On Sun, 2016-12-25 at 22:08 +0100, Nikos Mavrogiannopoulos wrote:
> On Sun, Dec 25, 2016 at 7:44 PM, James Bottomley
> <James.Bottomley at hansenpartnership.com> wrote:
> > > TPMKey ::= SEQUENCE {
> > >         type            OBJECT IDENTIFIER
> > >         version         [0] IMPLICIT INTEGER OPTIONAL
> > >         emptyAuth       [1] IMPLICIT BOOLEAN OPTIONAL
> > >         parent          [2] IMPLICIT INTEGER OPTIONAL
> > >         publicKey       [3] IMPLICIT OCTET STRING OPTIONAL
> > >         privateKey      OCTET STRING
> > >          extensions      [4]  EXPLICIT Extensions OPTIONAL
> > > }
> > 
> > Actually, that's the utility of ASN.1, once you use tagging, you 
> > don't have to do this.  The structure above is identical to:
> > 
> > TPMKey ::= SEQUENCE {
> >         type            OBJECT IDENTIFIER
> >         version         [0] IMPLICIT INTEGER OPTIONAL
> >         emptyAuth       [1] IMPLICIT BOOLEAN OPTIONAL
> >         parent          [2] IMPLICIT INTEGER OPTIONAL
> >         publicKey       [3] IMPLICIT OCTET STRING OPTIONAL
> >         privateKey      OCTET STRING
> >  }
> > 
> > If tag 4 isn't present because optional tags are not coded when not
> > present, so you can expand any ASN.1 structure as long as you have 
> > a clue from the version number that you should be looking for the
> > optional extras.  The point being I don't have to specify the 
> > expansion now, I can wait until we need it.
> 
> How would that work for example if you want to add an additional 
> field with information on the type of the key for example (key 
> usage)?
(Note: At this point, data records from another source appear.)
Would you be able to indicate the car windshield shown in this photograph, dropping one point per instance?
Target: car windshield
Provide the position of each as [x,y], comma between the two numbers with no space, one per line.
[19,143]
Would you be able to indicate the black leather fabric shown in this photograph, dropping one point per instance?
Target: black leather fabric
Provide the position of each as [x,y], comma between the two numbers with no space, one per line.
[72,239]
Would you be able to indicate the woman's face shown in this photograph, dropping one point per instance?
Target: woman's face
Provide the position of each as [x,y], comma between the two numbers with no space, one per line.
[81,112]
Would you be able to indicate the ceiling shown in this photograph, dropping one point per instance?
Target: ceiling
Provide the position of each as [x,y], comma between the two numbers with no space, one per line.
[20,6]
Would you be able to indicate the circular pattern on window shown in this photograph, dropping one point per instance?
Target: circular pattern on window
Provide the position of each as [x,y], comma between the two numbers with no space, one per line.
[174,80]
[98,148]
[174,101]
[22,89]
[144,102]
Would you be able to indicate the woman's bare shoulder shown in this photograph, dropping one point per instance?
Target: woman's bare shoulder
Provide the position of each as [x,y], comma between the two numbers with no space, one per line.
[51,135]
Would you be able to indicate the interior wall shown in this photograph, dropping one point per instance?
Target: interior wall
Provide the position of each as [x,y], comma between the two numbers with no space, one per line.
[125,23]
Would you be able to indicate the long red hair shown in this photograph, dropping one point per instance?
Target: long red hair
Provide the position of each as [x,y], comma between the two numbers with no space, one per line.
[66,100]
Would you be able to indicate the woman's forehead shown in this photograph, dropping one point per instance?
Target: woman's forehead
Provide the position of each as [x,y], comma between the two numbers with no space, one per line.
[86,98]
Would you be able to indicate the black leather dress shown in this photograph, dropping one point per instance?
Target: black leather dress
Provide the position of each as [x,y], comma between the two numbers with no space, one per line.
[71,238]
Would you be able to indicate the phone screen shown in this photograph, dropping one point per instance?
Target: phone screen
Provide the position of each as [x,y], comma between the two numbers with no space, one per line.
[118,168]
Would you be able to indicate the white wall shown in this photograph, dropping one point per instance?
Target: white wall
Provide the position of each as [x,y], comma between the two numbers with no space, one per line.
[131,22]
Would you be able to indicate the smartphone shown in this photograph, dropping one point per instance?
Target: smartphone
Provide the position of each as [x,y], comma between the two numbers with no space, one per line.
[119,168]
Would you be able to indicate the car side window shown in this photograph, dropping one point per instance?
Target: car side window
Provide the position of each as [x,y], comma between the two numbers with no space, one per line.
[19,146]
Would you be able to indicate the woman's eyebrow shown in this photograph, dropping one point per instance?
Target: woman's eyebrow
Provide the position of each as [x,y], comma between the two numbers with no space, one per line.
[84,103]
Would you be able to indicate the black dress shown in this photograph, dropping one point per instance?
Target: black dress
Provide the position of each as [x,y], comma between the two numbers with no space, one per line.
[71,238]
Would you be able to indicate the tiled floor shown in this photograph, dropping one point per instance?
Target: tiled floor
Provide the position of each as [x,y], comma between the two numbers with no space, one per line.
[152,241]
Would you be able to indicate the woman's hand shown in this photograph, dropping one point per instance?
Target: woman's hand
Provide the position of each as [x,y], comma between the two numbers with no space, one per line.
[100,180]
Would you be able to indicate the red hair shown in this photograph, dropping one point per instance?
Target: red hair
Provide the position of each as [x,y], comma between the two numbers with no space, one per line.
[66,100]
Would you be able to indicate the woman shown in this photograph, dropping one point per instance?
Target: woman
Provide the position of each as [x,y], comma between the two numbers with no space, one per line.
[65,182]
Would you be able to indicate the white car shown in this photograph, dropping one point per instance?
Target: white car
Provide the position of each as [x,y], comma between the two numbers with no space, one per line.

You would add the tag 4 as you say, and then all the previous 
> parsers written with the initial description will fail parsing the 
> new structure. X.509 (==PKIX) is only expandable via the extensions 
> field which is already defined. If you add a field to it, no parser 
> would be able to read the certificate.

Um, well, you only want backwards compatibility, you don't really want
forward compatibility.  Assuming something extends the structure and
adds version v2, why would it matter that an old v1 application can't
read a v2 structure because it doesn't understand the tag 4?  Even if
it could it can't make use of the extra fields and something nasty will
happen.  What you want is that the new v2 application can parse both
the v2 structure and the old v1 one, but it's advantageous that a v1
application fails with a v2 structure because it prevents cockups.